Explanation of Solution
An experiment to measure sulfur-oxidizing bacteria from soil:
- Isolate Thiobacillus species (gram-negative bacteria) from sulfide rich soil (for example, paddy field) followed by serial dilution in water.
- Add 5 ml water containing sample (bacteria) to 50 ml thiosulfate mineral salts medium (thiosulfate MSM).
- Incubate the medium at 30°C for 7 days. The formation of turbidity and reduced pH of the thiosulfate MSM medium indicates the bacterial growth.
- Further streak plate method (onto the solid medium of thiosulfate MSM) can be used to isolate the pure culture of Thiobacilli.
- Incubate the petri plate at 30°C for 7 days.
- Screen the purified culture of Thiobacilli in the MSM consisting of Na2S but not of Na2S2O3.
- The sulfide medium used for the growth of bacteria is the sole source of energy.
- Further, Thiobacillus can be confirmed by gram-staining.
- Sulfur-oxidizing bacteria, such as Thiobacillus species can be used to study.
To measure the activity of sulfur oxidizing bacteria in the soil, the radioisotope H235S should be used. The soil should be incubated with radioisotope (H235S) to know whether the sulfide oxidation occurred or not. After incubation, the presence of 35SO42- should be analyzed to prove the activity of sulfur-oxidizing bacteria in the soil. The presence of 35SO42- proves that the sulfide oxidation has occurred in the test. To prove that the oxidation occurred due to biological activity, sterile the soil (medium) before the addition of labeled H2S. This is used as a control in this experiment. If the oxidation activity observed in the experiment is biological, it should be absent in the control. The MAR-FISH can be used to identify the presence of metabolically active bacteria in the soil.

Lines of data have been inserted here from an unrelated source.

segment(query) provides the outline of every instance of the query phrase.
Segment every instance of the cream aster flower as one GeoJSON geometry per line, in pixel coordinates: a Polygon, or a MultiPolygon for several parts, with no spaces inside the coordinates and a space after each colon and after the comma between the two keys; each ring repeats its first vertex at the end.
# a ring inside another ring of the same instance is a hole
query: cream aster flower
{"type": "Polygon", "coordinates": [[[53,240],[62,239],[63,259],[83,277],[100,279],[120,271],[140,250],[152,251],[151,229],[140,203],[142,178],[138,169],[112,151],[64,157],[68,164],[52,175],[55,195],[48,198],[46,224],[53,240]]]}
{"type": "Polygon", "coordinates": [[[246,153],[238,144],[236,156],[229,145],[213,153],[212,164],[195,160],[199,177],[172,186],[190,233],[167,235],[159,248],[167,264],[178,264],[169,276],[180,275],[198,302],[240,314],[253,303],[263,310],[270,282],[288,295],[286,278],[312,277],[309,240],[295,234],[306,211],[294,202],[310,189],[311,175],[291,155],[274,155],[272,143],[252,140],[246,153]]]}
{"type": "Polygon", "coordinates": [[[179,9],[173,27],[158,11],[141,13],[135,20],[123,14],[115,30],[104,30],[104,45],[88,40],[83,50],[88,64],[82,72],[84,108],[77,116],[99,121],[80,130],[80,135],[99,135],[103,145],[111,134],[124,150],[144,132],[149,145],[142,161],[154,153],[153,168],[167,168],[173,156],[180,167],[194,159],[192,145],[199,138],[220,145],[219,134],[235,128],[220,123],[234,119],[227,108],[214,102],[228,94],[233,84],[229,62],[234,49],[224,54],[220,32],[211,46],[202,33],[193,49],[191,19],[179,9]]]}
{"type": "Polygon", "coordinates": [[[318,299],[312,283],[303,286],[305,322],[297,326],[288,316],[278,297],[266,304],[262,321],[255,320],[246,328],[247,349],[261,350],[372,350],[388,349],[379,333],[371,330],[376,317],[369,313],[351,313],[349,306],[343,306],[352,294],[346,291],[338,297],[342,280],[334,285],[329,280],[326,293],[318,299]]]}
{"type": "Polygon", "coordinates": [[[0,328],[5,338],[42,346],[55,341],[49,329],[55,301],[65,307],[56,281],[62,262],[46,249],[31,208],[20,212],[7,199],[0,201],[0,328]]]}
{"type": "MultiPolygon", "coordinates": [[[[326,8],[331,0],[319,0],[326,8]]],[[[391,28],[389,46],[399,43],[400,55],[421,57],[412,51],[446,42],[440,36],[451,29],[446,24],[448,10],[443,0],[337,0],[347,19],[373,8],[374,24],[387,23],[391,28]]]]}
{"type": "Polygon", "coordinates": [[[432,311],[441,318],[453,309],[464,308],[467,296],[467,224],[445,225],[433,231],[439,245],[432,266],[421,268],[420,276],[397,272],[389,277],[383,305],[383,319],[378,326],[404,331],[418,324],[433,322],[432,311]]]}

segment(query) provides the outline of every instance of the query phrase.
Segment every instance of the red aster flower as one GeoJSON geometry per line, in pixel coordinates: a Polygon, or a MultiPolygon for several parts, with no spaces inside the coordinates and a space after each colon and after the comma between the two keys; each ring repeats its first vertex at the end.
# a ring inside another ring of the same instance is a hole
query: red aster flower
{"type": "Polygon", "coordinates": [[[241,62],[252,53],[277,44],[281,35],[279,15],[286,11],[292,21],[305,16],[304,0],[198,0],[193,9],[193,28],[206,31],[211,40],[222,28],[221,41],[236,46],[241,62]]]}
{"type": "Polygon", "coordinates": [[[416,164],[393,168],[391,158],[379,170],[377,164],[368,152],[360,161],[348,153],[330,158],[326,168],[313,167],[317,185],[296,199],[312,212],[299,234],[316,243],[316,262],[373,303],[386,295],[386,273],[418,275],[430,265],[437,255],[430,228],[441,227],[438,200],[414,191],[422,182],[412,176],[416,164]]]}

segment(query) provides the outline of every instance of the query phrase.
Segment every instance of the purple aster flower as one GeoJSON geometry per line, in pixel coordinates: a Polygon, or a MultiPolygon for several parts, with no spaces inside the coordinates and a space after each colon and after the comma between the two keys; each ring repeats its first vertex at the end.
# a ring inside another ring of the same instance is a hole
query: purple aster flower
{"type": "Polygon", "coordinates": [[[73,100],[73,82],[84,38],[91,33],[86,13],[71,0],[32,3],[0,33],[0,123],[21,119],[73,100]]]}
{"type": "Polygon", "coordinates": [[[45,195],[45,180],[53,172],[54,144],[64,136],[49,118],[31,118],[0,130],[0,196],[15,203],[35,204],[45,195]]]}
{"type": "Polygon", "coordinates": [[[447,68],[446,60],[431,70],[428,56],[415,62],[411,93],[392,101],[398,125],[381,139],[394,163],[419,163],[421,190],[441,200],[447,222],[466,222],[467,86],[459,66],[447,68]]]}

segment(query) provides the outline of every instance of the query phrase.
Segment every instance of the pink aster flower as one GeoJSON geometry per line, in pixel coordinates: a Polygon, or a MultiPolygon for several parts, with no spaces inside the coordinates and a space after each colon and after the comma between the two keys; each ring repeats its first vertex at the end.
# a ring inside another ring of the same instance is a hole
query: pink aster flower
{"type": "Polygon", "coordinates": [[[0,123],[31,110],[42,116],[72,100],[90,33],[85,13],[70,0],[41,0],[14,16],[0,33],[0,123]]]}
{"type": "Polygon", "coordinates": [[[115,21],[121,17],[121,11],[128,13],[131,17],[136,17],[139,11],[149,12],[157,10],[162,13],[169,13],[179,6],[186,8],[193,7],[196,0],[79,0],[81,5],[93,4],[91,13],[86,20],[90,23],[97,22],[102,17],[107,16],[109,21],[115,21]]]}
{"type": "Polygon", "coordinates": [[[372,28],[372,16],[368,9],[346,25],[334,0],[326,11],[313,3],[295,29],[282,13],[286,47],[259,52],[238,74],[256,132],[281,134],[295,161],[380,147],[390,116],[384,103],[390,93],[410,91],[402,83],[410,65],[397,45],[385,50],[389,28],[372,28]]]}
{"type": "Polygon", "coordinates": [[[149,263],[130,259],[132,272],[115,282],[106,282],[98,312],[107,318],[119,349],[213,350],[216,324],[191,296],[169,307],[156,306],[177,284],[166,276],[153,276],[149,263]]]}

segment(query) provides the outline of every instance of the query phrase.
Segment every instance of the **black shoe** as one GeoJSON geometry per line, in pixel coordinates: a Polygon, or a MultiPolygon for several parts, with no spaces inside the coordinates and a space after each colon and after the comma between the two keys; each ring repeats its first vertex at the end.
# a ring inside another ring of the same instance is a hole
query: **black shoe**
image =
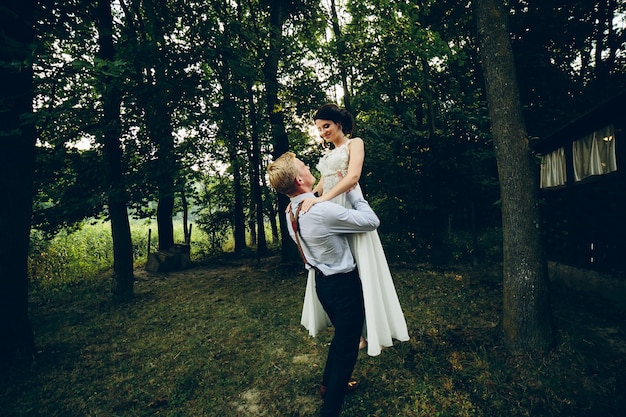
{"type": "MultiPolygon", "coordinates": [[[[350,381],[348,382],[348,386],[346,387],[346,392],[352,392],[354,390],[356,390],[359,385],[361,385],[359,383],[359,381],[350,381]]],[[[326,395],[326,390],[328,388],[326,387],[326,385],[320,385],[320,395],[323,397],[324,395],[326,395]]]]}

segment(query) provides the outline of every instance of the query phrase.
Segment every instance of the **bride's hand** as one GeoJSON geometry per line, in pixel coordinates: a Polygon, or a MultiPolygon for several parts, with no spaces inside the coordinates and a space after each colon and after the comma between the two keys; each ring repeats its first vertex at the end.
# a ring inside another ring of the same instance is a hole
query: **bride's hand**
{"type": "Polygon", "coordinates": [[[291,201],[287,205],[287,208],[285,209],[285,213],[289,213],[290,211],[291,211],[291,201]]]}
{"type": "Polygon", "coordinates": [[[300,213],[304,214],[307,211],[309,211],[309,209],[311,207],[313,207],[315,204],[321,202],[322,199],[320,197],[316,197],[316,198],[305,198],[304,200],[302,200],[301,203],[301,208],[300,208],[300,213]]]}

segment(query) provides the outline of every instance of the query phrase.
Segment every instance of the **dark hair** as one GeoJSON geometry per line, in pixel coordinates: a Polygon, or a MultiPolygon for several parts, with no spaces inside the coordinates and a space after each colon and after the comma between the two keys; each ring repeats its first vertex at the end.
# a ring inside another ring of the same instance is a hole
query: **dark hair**
{"type": "Polygon", "coordinates": [[[352,134],[354,130],[354,119],[350,112],[346,109],[342,109],[336,104],[329,103],[324,104],[317,109],[313,120],[332,120],[335,123],[341,123],[341,130],[346,135],[352,134]]]}

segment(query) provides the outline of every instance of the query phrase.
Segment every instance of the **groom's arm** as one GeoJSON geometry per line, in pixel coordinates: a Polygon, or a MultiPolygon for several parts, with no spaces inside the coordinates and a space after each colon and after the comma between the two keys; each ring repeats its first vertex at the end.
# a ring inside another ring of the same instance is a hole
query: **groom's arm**
{"type": "Polygon", "coordinates": [[[331,233],[362,233],[376,230],[380,226],[380,219],[374,213],[363,194],[357,190],[346,194],[352,209],[338,204],[324,204],[326,213],[323,215],[324,224],[331,233]]]}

MAR-FISH (microautoradiography- fluorescence in situ hybridization) technique is used to evaluate the microbial identification (phylogeny) with measurement of metabolic activities. MAR-FISH is used to assess the metabolism of a specific radiolabeled substance by microorganisms in the natural sample and also help to identify those particular microorganisms. Therefore, MAR-FISH can be used to identify the metabolism of radioisotope H235S by microorganisms in this experiment.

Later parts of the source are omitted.